The actress with the little dog went over to the table, her eyes on stalks. Her little dog was no less surprised—it sniffed the chocolate and gave a little yelp.
“Where’s it from?” we began to interrogate her.
“You won’t believe it—you’ll think I’m joking. I simply bought it at a little stall. And nobody asked anything at all. I didn’t need any papers, and I didn’t have to line up. I just saw it in the window, went in and bought it. Real Boreman’s chocolate.[36] Look!”
How strange life can be—someone walks down the street, feels like eating some chocolate, goes into a shop and—“Yes Madame, here Madame, as you wish Madame.” And there are people everywhere.

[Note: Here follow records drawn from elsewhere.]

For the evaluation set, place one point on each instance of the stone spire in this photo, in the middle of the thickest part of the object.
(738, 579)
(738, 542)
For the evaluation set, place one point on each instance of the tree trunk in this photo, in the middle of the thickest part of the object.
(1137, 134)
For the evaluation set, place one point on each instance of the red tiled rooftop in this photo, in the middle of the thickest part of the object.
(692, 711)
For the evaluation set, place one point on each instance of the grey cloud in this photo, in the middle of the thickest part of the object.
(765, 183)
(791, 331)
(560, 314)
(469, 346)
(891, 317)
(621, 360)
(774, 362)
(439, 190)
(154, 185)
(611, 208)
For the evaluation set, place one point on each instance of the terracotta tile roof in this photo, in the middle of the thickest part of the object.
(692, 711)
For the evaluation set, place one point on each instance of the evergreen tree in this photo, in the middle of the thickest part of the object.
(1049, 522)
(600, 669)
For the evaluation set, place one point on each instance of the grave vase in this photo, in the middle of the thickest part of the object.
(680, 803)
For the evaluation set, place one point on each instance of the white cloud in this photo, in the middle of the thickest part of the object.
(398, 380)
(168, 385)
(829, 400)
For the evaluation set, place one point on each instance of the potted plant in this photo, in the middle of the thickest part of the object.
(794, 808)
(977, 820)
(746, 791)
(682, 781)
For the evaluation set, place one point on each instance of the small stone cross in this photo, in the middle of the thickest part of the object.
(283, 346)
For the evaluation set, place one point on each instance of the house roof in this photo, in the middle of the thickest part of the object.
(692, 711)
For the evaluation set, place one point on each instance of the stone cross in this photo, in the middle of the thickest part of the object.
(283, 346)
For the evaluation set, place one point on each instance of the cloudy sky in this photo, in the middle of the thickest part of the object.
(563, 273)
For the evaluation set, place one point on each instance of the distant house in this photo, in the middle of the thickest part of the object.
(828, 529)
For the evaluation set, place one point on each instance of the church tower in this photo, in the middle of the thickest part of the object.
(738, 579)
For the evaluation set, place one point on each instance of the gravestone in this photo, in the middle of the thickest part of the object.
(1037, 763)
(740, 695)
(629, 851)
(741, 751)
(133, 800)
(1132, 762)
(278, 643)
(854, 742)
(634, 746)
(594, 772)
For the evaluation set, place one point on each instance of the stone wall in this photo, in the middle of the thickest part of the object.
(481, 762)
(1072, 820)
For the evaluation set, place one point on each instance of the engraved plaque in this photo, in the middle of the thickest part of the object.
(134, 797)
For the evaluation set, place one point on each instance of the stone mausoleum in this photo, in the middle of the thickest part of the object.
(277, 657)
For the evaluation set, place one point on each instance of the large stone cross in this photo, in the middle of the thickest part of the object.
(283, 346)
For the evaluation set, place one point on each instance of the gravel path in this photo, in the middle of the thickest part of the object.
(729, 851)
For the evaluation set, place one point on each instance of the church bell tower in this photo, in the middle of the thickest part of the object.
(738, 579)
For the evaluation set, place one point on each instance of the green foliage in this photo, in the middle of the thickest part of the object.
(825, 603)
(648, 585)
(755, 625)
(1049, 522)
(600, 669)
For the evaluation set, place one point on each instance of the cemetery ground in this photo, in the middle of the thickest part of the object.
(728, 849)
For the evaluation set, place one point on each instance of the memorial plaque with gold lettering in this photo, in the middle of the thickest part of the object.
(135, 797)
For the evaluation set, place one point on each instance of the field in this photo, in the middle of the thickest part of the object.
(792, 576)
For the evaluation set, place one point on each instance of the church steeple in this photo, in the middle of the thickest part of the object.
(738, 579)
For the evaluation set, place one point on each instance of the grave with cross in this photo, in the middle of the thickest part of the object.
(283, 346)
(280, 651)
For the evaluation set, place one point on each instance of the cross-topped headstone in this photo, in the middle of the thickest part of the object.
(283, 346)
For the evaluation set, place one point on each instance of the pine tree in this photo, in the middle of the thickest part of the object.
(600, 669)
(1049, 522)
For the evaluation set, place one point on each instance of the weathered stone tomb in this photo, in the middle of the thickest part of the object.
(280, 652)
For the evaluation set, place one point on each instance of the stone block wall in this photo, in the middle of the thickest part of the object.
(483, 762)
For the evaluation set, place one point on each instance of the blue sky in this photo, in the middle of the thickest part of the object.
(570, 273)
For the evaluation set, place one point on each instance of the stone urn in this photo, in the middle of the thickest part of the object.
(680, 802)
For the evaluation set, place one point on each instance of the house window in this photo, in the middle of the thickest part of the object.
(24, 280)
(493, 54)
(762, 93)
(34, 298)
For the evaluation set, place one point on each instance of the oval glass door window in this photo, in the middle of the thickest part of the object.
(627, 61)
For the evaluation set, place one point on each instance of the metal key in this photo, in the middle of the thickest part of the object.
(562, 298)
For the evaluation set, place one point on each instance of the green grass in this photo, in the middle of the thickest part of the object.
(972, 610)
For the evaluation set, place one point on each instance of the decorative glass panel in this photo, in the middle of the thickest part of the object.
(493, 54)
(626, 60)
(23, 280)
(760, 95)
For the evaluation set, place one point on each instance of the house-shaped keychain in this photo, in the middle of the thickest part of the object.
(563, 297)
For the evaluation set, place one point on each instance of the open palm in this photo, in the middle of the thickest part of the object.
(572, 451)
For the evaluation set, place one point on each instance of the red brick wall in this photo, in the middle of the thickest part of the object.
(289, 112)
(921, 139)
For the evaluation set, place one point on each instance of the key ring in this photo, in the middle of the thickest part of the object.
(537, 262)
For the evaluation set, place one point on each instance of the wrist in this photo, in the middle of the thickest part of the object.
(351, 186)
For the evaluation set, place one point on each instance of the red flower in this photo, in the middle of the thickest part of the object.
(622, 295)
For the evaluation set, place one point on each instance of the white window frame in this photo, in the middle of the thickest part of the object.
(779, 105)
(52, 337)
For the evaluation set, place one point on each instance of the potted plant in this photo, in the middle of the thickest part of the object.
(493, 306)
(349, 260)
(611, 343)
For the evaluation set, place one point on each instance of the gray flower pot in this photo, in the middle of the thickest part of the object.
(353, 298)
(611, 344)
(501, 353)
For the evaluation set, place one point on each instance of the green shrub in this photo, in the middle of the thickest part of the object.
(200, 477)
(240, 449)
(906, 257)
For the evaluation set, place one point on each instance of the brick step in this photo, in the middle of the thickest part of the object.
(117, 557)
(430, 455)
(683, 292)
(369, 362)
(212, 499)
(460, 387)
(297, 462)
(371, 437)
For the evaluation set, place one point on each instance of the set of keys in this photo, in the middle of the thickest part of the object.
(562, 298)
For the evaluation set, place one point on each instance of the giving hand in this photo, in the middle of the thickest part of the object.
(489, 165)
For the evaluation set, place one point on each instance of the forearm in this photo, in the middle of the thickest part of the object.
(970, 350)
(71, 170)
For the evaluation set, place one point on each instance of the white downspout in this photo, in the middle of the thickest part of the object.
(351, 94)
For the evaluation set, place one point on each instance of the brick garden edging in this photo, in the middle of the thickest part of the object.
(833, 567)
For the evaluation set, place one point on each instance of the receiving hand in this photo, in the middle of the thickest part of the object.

They can see and hear everything that’s going on, yet nobody seems in the least bothered—as if all this is completely normal. Who’d have believed it!
“And it was just an ordinary stall?”
“Yes, just an ordinary little stall.”
“Hmm! And you don’t think it’s some trap? Well, let’s try some of this chocolate. And when we’ve finished it, we can buy some more.”
“Only I probably shouldn’t go there again myself,” said Olyonushka. “Let someone else go—otherwise it might look suspicious…”
32
A Polish form of address, once the equivalent of the English “Sir.” Since the late nineteenth century, it has been closer to “Mr.”
36
George Boreman was the owner of a successful Petersburg chocolate factory, nationalized in 1918.